Writing in National Review today, Michael Ledeen spends an entire column excoriating Bush for his irresolute weakness in dealing with the Iraqi Sunnis and Iranian Shiites. For Ledeen, these are our enemies and nothing less than waging full-scale war on them will fulfill the Churchillian ideal. Ledeen’s column is revealingly entitled “Preemptive Surrender," and he’s not talking about Michael Moore or even Jack Murtha. The surrender monkey here is George Bush. It seems that the Bush Administration is reprehensibly considering non-war strategies for dealing with these problems, and Ledeen will have none of it. The numerous (really, countless) Middle Eastern enemies of Israel America must be put in their place or destroyed, not negotiated with.

Ledeen means business in this column, and to leave no doubt about just how serious he is, he lets Bush know that, as much as he doesn't want to do it, Ledeen may have to unleash the Ultimate Insult if Bush fails to wage more and more war on everyone this side of Tel Aviv:

Remember Churchill's great judgment on Chamberlain at Munich: He had a choice between war and dishonor; he chose dishonor, and got war.

Bush should not want those terrible words to define his second term, but he is certainly moving in that direction right now.

So, unless Bush stops with all of this negotiation and diplomacy nonsense, we will have to conclude that he was Neville Chamberlain all along, and not the Second Coming of Churchill. For one of the shining missiles of neoconservatism to even be suggesting that George Bush is choosing dishonor over war -- the greatest neocon sin -- why, those are fighting words.

In a completely unrelated and totally coincidental development, the American Israel Public Affairs Committee (AIPAC) yesterday issued a statement which was also highly critical of the Bush Administration for negotiating too much with Iran instead of pushing for Iran to be punished with sanctions:

“Last week’s decision allowed Iran to win a critical round in its game of cat and mouse with the international community,” AIPAC said Wednesday in a rare public disagreement with the White House.

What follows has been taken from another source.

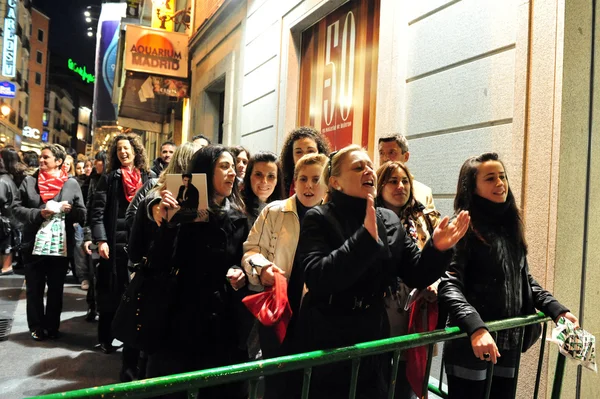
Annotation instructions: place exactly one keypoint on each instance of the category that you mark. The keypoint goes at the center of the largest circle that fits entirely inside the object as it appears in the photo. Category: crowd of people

The statement released by AIPAC added: “We disagree with these decisions and are concerned that these efforts will facilitate Iran´s quest for nuclear weapons, hampering the diplomatic effort to stop Iran before it is too late. This poses a severe danger to the United States and our allies, and puts America and our interests at risk.”

Forget all of this annoying chatter about anti-war public opinion and limitations on our military resources and the civil war and regional instability we seem to be spawning more intensely every day with our occupation of Iraq. The neocons have war to wage and anyone who stands in the way of that war will become the enemy, including George Bush. They turned on their prior hero, Donald Rumsfeld, when he refused to commit even more troops to Iraq and spoke blasphemously of the possibility that we may not be in Iraq forever, and nobody who stands in the way of their Great War is immune, including Bush.

After all: “Remember Churchill's great judgment on Chamberlain at Munich: He had a choice between war and dishonor; he chose dishonor, and got war.” When it comes to the choice between continuing with their war or supporting Bush, the neocons will always choose war. It’s their credo.